因此,儿童对事物的个体性的理解决定着他的成长,认识到这一点非常重要,儿童陷入新的困境时,他的行为常常会受制于自己已经形成的错误观念,认识到这一点同样也非常重要。正如我们所知道的,儿童获得印象的强度和方式,并不取决于客观的事实或情况(比如另一个孩子的出生),而取决于儿童看待和判断事实或情境的方式。这是反驳严格因果论的充分依据——客观的事实及其绝对的含义之间存在着必然的联系,但是,客观事实和对事实的错误看法之间绝对不存在这种必然联系。
我们的心理最为奇妙的地方是,决定我们行为方向的是我们对事实的看法,而不是事实本身。这种心理非常重要,因为对事实的看法是我们行动的基础,也是我们人格构建的基础。有一个经典的例子可以说明人的主观看法影响行动,那就是恺撒刚登陆埃及时发生的一个小故事。
当恺撒踏上海岸时被绊了一下,摔倒在地。这在罗马士兵眼里是不祥之兆。如果不是聪明的恺撒兴奋地张开双臂激动地喊道:“你属于我了,非洲”英勇无畏的罗马士兵肯定会掉头返回。
从中我们不难看出,现实自身的结构对我们行动所起的作用是微不足道的,现实对人的影响又受到我们结构化的、整合良好的人格的制约。大众心理和理性的关系也是如此:如果在一个对大众心理有利的环境中出现了人的健康的理性常识,这并不是说环境本身决定了大众心理或理性,而是体现了两者对环境自发的看法是一致的。通常,只有当错误的或荒谬的观点受到批判时,才会出现理性常识。
让我们再回到那个小男孩的故事中吧。我们可以想象,这个小男孩很快就会陷入困境。

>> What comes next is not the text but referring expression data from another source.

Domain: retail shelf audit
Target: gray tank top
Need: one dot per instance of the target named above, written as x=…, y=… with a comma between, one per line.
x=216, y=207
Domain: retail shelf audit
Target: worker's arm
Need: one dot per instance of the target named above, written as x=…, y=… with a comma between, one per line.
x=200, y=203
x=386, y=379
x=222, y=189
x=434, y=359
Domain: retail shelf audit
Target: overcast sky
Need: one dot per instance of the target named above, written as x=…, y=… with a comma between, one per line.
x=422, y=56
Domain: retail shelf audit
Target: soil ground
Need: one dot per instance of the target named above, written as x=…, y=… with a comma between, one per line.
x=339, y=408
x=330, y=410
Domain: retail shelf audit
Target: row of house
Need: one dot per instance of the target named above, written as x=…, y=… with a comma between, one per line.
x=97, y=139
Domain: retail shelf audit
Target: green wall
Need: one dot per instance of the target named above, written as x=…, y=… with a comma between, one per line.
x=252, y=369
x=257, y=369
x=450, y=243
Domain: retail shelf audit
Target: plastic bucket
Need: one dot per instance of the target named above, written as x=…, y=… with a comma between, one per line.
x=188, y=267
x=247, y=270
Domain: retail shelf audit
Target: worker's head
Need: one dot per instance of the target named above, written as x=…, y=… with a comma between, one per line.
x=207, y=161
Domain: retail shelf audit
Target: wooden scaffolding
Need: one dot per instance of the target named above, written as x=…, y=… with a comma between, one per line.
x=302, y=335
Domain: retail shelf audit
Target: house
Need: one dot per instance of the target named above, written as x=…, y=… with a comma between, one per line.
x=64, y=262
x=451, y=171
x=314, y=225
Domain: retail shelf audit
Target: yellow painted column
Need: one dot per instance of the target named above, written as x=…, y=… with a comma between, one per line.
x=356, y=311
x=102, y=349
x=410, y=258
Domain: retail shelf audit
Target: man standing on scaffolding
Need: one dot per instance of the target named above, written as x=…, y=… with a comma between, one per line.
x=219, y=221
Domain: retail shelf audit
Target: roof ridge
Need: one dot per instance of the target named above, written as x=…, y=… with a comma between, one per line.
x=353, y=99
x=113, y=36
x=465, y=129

没有人会再喜欢他,因为他在学校没什么进步,依然我行我素,不断地去干扰别人,这就是他人格的完整表现。接下来他会怎么样呢?每当他骚扰别人时,他必然会受到惩罚。他会被记录在案,学校会向他父母寄送投诉信。如果还是屡教不改,学校就会建议他父母把这个孩子带回去,理由是他显然不适应学校的生活。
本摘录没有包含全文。